The administrators of parent company RedGroup Retail, who had already closed 17 Borders stores since taking control of the business in February, recently announced they would close the nine remaining stores (which include the store in Canberra Centre) in Australia by 17 July. At its peak, Australia had 26 Borders Stores. With the closures of the Angus & Robertson and Borders bookstores in Canberra Centre, we are pretty much left with Dymocks and The Smiths Alternative bookstore in Civic.
As a kid, I remembered the trips to the bookstores, spending hours in the stores flipping through books after books, pages after pages. Those trips to the bookstores have somewhat cultivated my lifelong interest in reading, with books by Enid Blyton and Roald Dahl lining up my bookshelves when I was younger. While those books have since been tucked away, they remain my priced possessions. As an adult, browsing in bookstores remains one of my favourite things to do, arguably one of life’s sublime pleasures, which I am sure many would agree.

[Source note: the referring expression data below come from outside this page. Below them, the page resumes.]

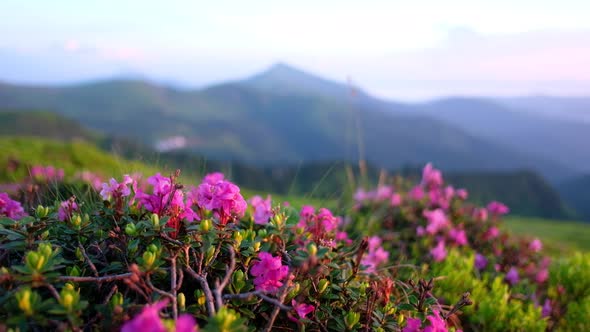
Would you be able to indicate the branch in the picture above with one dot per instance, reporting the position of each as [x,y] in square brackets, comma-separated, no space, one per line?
[96,279]
[245,296]
[202,279]
[283,294]
[220,286]
[92,267]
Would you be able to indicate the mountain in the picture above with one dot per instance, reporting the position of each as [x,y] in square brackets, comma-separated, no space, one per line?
[576,192]
[283,115]
[550,138]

These days, the likes of the Kindle, iPad, other Ebook readers (e-readers), and Ebooks seem to have taken over the world of reading, and found its way into lecture theatres. A few years ago, it was novel to have students with laptops in lecture theatres. Today, it is increasingly common to find students scrolling through their lecture notes on their iPads or e-readers. For the cost-conscious consumer, Ebooks have become a popular option, often much cheaper than physical books. For example, Khaled Hosseini’s “The Kite Runner” generally has a list price of USD 16 and is currently discounted at USD 9.69. The Kindle’s edition is going for an even cheaper USD 8.32. Judging by the increasing number of Ebooks available, prices of Ebooks are definitely coming down over time. While elementary kids’ books generally aren’t available on e-readers yet, young adult books often are. Besides, it’s certainly unimaginable reading a “board book”, often one that requires the sense of “touch”, to a toddler on an e-reader. While unimaginable, it certainly isn’t impossible. In fact, reading a “board book” on an e-reader has been made possible by Barnes & Noble, which offer a range of “Read to me” Ebooks under their “Nook Book” range for the young readers. Besides, apart from Ebooks, much cheaper online options have also been made available to consumers these days. Book lovers would know what I am talking about. Books sold on The Book Depository and Amazon are often considerably cheaper than the ones sold in bookstores.
With the rising popularity of Ebooks over physical books, and online bookstores, it isn’t entirely unthinkable to see the brick-and-mortar bookstores nearing the end of its life-cycle. Are we bidding “good riddance” to the traditional brick-and-mortar bookstores? Yet, as I entertain that possibility, I find it hard to imagine the day when my kids ask me “What’s a bookstore?”